Ein Foliant mit Seiten aus Glas: Dieses Kunstbuch von Ólafur Elíasson verbindet Schönheit mit Selbstreflexion

„A View Becomes a Window“ wiegt 55 Kilo, ist 75 Zentimeter hoch und seine Seiten bestehen aus Glas. Sie dienen als Projektionsfläche für eigene Gefühle.

Euripides blickt etwas skeptisch auf dieses Objekt im Niobidensaal des Neuen Museums, während Sophokles und Aischylos darüber hinwegzuschauen scheinen. Hier, in der „Bibliothek der Antike“, mit den wertvollen Papyri des Ägyptischen Museums und der Papyrussammlung, macht Ólafur Elíassons Kunstbuch „A View Becomes a Window“ Station. Anlass für die Tournee dieses Kunstwerkes durch verschiedene Museen und Bibliotheken Europas und der USA ist der 25. Geburtstag von Ivorypress, dem Kunstbuchverlag aus Madrid, den Elena Ochoa Foster 1996 Jahren gegründet hatte.

Das Buch im Format eines klassischen Folianten, 75 Zentimeter hoch und 58 Zentimeter breit, ruht auf einem Metallgestell. Zugeschlagen deutet der schwarze Ledereinband mit dem geprägten Titel nicht auf das hin, was Euripides so erstaunt. Schlägt man das Buch auf – ausnahmsweise tut dies beim Pressetermin die Direktorin des Verlags Valerie Maasburg – sieht man keine bedruckten Seiten, sondern monochrome Glasplatten mit eingeschnittenen Kreisen oder Ellipsen in den Farben des Regenbogens. Gebunden mit Klavierband. Das ganze Werk wiegt 55 Kilogramm.

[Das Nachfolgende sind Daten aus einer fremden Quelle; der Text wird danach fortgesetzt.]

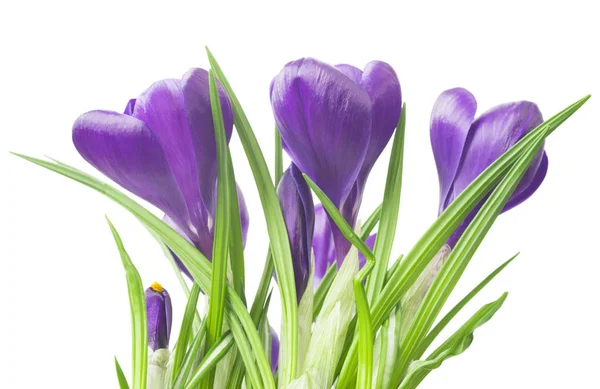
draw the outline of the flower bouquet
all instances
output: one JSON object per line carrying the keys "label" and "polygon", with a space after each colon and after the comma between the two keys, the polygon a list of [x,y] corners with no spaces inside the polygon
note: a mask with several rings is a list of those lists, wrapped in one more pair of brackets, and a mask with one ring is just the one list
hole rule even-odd
{"label": "flower bouquet", "polygon": [[[500,309],[484,305],[447,339],[438,336],[512,260],[445,315],[442,309],[498,215],[529,198],[548,169],[544,140],[589,98],[544,121],[519,101],[476,118],[474,96],[443,92],[431,115],[439,217],[406,255],[392,253],[402,186],[406,105],[392,67],[364,70],[315,59],[285,65],[270,86],[274,175],[221,67],[152,84],[124,113],[91,111],[73,126],[83,158],[114,186],[56,160],[17,154],[120,204],[164,248],[188,301],[170,339],[167,290],[144,283],[115,226],[132,318],[132,372],[116,362],[121,389],[417,387]],[[248,206],[230,153],[244,147],[269,245],[258,291],[245,292]],[[358,220],[369,173],[391,143],[381,204]],[[291,159],[283,168],[283,150]],[[258,216],[255,212],[254,217]],[[374,232],[376,231],[376,232]],[[171,286],[169,286],[171,287]],[[281,324],[269,323],[279,288]],[[205,313],[199,299],[206,296]],[[276,331],[274,328],[279,328]],[[278,335],[279,334],[279,335]],[[432,347],[432,345],[437,345]]]}

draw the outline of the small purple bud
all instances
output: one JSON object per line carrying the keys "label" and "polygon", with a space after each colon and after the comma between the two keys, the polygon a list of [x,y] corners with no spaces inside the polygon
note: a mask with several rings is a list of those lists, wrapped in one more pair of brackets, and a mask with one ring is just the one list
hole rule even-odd
{"label": "small purple bud", "polygon": [[148,317],[148,346],[152,351],[169,348],[171,335],[171,297],[158,282],[146,289],[146,314]]}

[„A View Becomes a Window“, bis 16. Januar 2022, Neues Museum, Bodestraße]

Betrachtet man die Seiten, die aus dem roten Spektrum ins Gelbe und Grüne wechseln, entstehen stets neue Reflexionen. Die Farben überlagern und mischen sich, das Buch gewinnt an Tiefe, weil die Ausschnitte an verschiedenen Stellen Schnittmengen haben und so mit fortschreitendem Blättern einen Wirbel entstehen lassen. Die einzelnen Seiten sind von unterschiedlicher Qualität und Lichtdurchlässigkeit.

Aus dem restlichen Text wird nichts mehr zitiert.